なお、日本の和名と学名の対応として最も信用できるリストである『Ylist』ではベニバナインドソケイ Plumeria rubra、インドソケイ(トガリバインドソケイ)Plumeria rubra ‘Acutifolia’ が掲載されています。花が赤く葉が鋭形の種と、それ以外の花色で葉が尖鋭形のものを品種として扱うという措置のようですが、このような区分は世界的にはなされておらず、不適だと思われます。
プルメリアの利用方法は?
プルメリアはその色と香りのために世界中で観賞用として栽培され、精油(エッセンシャルオイル)は香水にも利用されています。また、供物や宗教的な目的でも栽培されています。更に様々な薬効があるとされ、伝統医学で使用されることがあります(Criley, 2009; Perez, 2019; Bihani, 2021)。
プルメリアと言えばハワイというイメージが日本人にはあるかもしれません。しかし、実際は原産国はアメリカ大陸にあるのです。
最初に栽培を開始したのは、メキシコと中央アメリカの一部の原産国で、色鮮やかなアステカ族に珍重され、tlâlcalôxôchitl(カラスの花)と名付けられていました(Criley, 2009)。

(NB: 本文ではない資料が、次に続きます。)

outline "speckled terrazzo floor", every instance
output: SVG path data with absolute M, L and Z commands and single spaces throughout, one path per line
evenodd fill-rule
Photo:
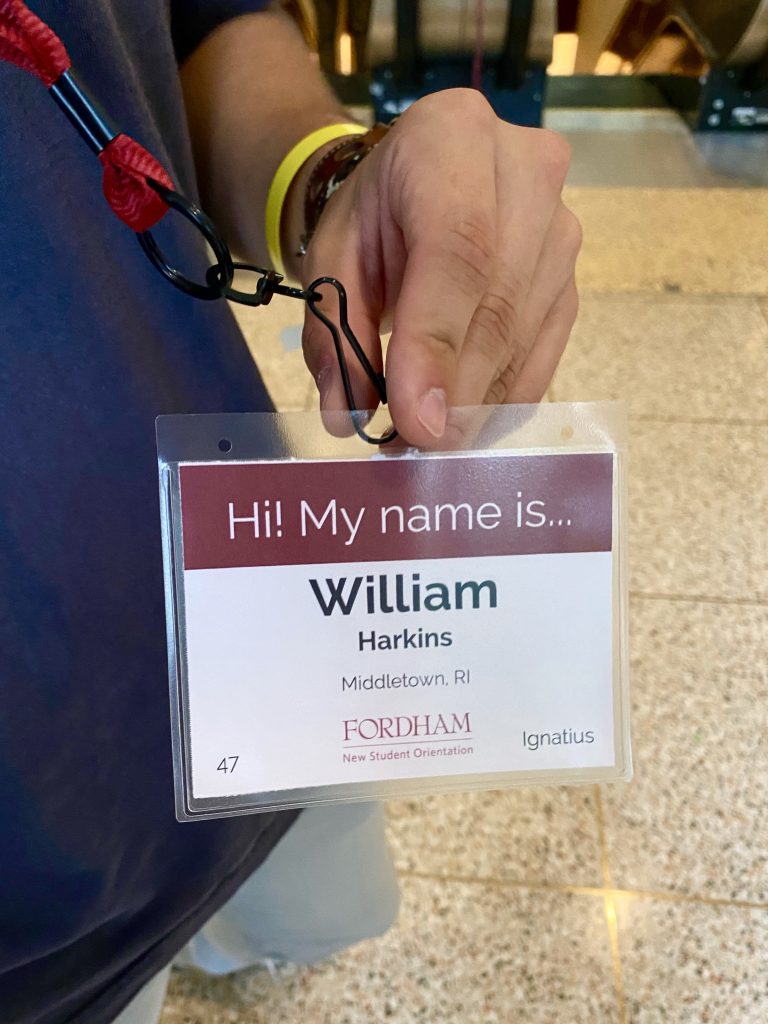
M 177 972 L 162 1024 L 768 1020 L 768 192 L 570 200 L 550 397 L 629 404 L 635 778 L 391 804 L 389 935 L 278 980 Z M 242 323 L 311 407 L 293 304 Z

プルメリアの大きな転機は大航海時代であると言えるでしょう。スペインの司祭であるフランシスコ・デ・メンドーサが、1522年に地元の植物の薬効成分とアステカ族がそれらをどのように使用したかを説明する薬草事典を作成したことにより、ヨーロッパ人に知られるようになりました。
その後、スペインの探検家や宣教師によって運ばれ(コロンブス交換)、観賞用として急速に世界の熱帯地域で利用されるようになりました。
1787年にはインドで広く栽培されるようになり、寺院や宗教儀式に関連づけられるようになりました。土から取り除かれた後でも葉や花を咲かせることからインドでは不死の象徴として知られています。インドネシアのバリ島を訪れた際にも、同じような用途で、道端や住宅地に多く植えられています。また、1800年代初頭にパレルモ(シチリア島)に渡来して以来、パレルモの市花となっています。
フランジパニ(frangipani)という別称は16世紀のイタリアでこの花の香りのする香水を発明した名門貴族フランジパニ家の侯爵に由来します。
ハワイでは、プルメリアは墓地の花、景観用、鉢植えとしても使われますが、レイとして最もよく知られています。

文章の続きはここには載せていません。